米英でワクチン接種は既に始まっているが、アジアで近い将来に大量のワクチン供給を受ける見込みの国はほとんどない。アジアの一部ではまだワクチンの後期治験が行われており、既に接種が始まっている国で副作用が出るかどうかを見極めようとしている国もある。

回答企業の25%は、消費への打撃となる企業の人員削減が最大の懸念要因だとした。各国中銀の緩和縮小やバイデン米次期大統領による強硬な対中政策の継続を指摘する声もあった。

調査は12月4-18日、11カ国・地域の101企業を対象に実施した。インドの住宅金融大手ハウジング・デベロップメント・ファイナンス(HDFC)、スズキ、タイの電源装置大手デルタ・エレクトロニクスなどが回答に協力した。

<2021年は経済再生の年に>

ピクテ・ウエルス・マネジメントのセサル・ペレス・ルイス最高投資責任者(CIO)は「景気悪化に特徴付けられた2020年に続き、21年は(死から再生する)『不死鳥の年』になるだろう。
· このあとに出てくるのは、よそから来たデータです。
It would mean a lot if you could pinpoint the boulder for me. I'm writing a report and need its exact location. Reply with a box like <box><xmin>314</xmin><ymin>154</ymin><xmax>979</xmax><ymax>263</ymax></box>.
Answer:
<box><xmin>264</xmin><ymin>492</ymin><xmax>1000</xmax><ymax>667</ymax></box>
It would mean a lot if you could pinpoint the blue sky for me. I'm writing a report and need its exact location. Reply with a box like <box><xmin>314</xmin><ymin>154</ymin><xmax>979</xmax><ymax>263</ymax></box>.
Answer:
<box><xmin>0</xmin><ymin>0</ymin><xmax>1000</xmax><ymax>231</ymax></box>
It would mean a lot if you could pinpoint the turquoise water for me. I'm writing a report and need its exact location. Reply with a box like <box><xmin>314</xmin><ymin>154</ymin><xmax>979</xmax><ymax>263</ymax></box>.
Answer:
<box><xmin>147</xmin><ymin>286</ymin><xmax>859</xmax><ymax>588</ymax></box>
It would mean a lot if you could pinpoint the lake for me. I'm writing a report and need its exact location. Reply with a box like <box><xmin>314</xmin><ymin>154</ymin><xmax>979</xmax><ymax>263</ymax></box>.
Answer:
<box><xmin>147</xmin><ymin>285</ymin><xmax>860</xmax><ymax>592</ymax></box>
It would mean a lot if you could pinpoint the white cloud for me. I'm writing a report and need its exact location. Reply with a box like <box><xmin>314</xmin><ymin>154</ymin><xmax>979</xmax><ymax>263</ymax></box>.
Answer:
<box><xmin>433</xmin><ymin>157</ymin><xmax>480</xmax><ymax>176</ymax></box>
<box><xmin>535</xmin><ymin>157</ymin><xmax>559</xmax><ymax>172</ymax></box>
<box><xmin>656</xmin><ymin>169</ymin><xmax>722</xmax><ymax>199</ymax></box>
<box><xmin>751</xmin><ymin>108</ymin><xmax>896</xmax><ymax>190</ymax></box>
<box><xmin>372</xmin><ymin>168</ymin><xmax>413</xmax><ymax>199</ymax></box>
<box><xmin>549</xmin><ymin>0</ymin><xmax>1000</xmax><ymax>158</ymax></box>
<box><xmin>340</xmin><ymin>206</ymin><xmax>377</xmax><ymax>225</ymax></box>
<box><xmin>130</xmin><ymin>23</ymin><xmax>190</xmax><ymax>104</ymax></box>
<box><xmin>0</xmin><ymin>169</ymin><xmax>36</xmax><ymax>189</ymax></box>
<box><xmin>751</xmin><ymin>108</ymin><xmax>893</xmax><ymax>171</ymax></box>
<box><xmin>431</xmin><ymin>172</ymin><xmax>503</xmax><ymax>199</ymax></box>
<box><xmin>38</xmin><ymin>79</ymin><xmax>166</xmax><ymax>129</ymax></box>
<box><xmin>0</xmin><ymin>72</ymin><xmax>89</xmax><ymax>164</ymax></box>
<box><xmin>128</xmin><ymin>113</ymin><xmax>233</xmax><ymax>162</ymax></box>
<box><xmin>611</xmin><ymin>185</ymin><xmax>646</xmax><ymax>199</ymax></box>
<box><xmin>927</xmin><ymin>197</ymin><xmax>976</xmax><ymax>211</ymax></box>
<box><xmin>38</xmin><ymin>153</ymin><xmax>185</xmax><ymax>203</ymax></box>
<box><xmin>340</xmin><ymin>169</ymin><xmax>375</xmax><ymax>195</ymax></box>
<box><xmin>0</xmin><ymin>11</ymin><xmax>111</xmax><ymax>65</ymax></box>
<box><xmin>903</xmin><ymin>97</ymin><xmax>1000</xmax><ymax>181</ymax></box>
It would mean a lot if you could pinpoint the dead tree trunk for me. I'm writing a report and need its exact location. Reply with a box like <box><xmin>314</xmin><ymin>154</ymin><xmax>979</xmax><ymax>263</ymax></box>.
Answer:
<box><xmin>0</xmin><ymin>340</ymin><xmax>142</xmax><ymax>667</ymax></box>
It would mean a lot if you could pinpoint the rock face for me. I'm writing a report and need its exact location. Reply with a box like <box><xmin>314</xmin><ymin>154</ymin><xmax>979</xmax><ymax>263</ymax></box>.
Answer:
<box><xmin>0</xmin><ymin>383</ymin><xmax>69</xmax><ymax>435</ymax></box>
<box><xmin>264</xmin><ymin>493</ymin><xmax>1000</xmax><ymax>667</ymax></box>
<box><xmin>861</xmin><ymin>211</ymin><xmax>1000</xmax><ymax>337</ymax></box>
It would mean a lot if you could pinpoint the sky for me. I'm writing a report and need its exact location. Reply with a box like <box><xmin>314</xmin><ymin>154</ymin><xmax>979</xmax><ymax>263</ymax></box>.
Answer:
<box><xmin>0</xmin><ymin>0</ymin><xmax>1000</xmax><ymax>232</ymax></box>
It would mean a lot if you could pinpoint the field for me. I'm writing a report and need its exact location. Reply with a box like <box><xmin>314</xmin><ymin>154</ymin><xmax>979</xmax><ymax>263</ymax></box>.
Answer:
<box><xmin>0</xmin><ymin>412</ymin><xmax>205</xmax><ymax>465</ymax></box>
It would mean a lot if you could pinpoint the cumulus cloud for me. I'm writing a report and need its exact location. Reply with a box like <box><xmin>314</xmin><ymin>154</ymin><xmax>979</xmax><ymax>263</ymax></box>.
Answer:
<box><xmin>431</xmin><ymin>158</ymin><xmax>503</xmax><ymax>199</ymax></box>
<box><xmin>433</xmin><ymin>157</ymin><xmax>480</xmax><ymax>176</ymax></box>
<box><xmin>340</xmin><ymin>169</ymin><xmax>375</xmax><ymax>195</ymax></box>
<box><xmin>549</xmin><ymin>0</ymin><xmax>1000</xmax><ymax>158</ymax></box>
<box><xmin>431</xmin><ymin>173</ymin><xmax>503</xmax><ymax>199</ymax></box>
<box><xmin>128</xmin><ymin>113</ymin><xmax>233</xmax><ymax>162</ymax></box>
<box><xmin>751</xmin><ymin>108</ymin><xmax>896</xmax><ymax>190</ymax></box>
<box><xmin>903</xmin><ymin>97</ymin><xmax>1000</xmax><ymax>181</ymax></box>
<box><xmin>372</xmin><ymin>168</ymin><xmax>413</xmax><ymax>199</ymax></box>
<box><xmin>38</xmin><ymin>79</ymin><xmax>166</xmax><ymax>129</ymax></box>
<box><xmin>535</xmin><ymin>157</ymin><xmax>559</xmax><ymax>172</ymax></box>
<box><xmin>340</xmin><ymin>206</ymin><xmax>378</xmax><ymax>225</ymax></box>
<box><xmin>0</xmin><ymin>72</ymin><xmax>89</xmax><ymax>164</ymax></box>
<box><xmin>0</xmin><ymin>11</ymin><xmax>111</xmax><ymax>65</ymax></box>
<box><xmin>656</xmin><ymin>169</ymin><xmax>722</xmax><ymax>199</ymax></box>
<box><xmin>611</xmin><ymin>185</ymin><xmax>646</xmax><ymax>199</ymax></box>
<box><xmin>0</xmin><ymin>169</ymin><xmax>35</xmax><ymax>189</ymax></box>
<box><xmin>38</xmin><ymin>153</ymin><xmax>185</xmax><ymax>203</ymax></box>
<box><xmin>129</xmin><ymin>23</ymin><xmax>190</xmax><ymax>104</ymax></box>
ワクチン普及と手厚い政策支援によって世界の国内総生産(GDP)と企業利益が強く回復する」と予想した。

世界第2位の経済である中国がコロナ前の水準に回復したことで復興への期待は高まった。中国、韓国、台湾の株式市場は年初から少なくとも20%上昇し、アジアの相場上昇を主導している。

調査の回答企業の約44%は今後6カ月について楽観的で、前期の28%、第2・四半期の約8%を大幅に上回った。

約58%が第4・四半期中に新規採用・一時帰休ともに行わなかったとし、20%が従業員数が減ったと回答。どちらも前期とほぼ変わらなかった。第2・四半期は62%が人員削減を実施したと回答していた。

ファタス氏は「まだ多少の不透明感があるが、良好な結果だ」と分析。「足元では回復ペースが加速し、見通しに自信を持つ企業が増えているようだ」とした。